Lawmakers discuss sentencing

Back to TopCommentsE-mailPrintBookmark and Share

At the Oct. 19 meeting of the Indiana Criminal Code Evaluation Commission, lawmakers heard proposals that aim to reduce the number of inmates housed in the Indiana Department of Correction. Presented for review were plans to assign more offenders to community rehabilitative programs and to restructure felony classes.

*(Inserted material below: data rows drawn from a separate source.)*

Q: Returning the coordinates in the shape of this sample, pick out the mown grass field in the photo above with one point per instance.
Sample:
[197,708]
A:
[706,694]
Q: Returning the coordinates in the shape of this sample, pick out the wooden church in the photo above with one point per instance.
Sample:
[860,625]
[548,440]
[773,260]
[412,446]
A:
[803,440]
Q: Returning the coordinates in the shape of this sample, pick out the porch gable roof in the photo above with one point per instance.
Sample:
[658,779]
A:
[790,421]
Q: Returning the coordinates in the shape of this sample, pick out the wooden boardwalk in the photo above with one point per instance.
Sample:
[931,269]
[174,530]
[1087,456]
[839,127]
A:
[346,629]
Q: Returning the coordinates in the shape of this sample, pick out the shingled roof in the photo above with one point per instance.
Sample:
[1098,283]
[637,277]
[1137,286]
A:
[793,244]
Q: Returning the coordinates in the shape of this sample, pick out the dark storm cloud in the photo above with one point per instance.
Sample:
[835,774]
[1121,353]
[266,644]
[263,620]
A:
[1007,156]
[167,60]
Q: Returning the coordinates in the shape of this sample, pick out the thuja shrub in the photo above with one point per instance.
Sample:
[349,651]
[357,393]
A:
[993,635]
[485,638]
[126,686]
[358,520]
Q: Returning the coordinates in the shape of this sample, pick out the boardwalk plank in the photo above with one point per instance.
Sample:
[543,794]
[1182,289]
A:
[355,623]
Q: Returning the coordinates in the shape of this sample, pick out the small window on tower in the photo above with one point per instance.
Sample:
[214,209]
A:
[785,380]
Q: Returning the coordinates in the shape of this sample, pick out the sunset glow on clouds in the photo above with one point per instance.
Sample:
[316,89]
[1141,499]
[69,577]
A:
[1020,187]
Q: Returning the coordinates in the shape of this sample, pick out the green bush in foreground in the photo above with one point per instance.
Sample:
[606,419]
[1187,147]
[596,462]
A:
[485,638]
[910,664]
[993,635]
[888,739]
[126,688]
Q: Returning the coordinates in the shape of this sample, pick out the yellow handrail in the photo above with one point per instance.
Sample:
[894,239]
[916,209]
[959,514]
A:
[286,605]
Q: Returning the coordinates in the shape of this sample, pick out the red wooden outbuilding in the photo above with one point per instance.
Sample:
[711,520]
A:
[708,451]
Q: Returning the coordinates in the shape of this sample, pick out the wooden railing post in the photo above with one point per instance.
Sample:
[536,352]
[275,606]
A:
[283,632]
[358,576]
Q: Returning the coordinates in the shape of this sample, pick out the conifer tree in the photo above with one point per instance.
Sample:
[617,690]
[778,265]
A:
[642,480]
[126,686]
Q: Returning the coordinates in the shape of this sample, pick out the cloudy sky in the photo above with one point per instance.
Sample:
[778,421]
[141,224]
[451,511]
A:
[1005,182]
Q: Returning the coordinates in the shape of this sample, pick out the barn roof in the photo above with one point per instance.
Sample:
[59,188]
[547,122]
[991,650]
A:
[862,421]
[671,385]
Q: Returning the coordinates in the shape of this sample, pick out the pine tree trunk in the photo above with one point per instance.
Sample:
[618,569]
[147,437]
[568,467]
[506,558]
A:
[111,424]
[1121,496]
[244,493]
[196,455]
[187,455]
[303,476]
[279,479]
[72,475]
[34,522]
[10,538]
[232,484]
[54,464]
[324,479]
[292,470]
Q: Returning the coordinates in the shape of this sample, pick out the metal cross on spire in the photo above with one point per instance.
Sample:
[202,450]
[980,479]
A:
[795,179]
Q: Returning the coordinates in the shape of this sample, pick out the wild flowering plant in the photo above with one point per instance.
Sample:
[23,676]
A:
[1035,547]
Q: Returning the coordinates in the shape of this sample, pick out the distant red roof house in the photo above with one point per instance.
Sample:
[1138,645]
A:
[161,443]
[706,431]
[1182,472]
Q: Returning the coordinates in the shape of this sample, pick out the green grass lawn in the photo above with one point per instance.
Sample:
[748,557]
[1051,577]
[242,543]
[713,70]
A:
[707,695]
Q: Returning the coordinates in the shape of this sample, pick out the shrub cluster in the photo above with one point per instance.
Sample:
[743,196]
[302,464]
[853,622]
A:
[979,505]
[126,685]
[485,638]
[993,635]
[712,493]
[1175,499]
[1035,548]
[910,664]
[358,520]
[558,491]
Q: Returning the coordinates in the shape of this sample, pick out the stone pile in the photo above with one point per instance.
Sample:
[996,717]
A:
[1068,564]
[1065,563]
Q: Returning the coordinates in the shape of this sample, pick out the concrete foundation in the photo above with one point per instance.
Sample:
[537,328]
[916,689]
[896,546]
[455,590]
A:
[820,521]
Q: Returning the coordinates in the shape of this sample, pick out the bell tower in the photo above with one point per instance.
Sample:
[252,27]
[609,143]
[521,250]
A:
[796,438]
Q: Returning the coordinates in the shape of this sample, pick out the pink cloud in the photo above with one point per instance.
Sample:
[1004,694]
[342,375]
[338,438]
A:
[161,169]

Deborah Daniels, a partner with Krieg DeVault, presented recommendations from the commission’s work group. She said that Indiana’s current system of classifying felonies as A, B, C or D class may lead to sentences that are inappropriately harsh for a given offense. As an example, she said that dealing in less than three grams of cocaine or a narcotic is currently a Class B felony, but that anything more than three grams – whether that’s four grams or 20 grams – automatically makes the crime a Class A felony.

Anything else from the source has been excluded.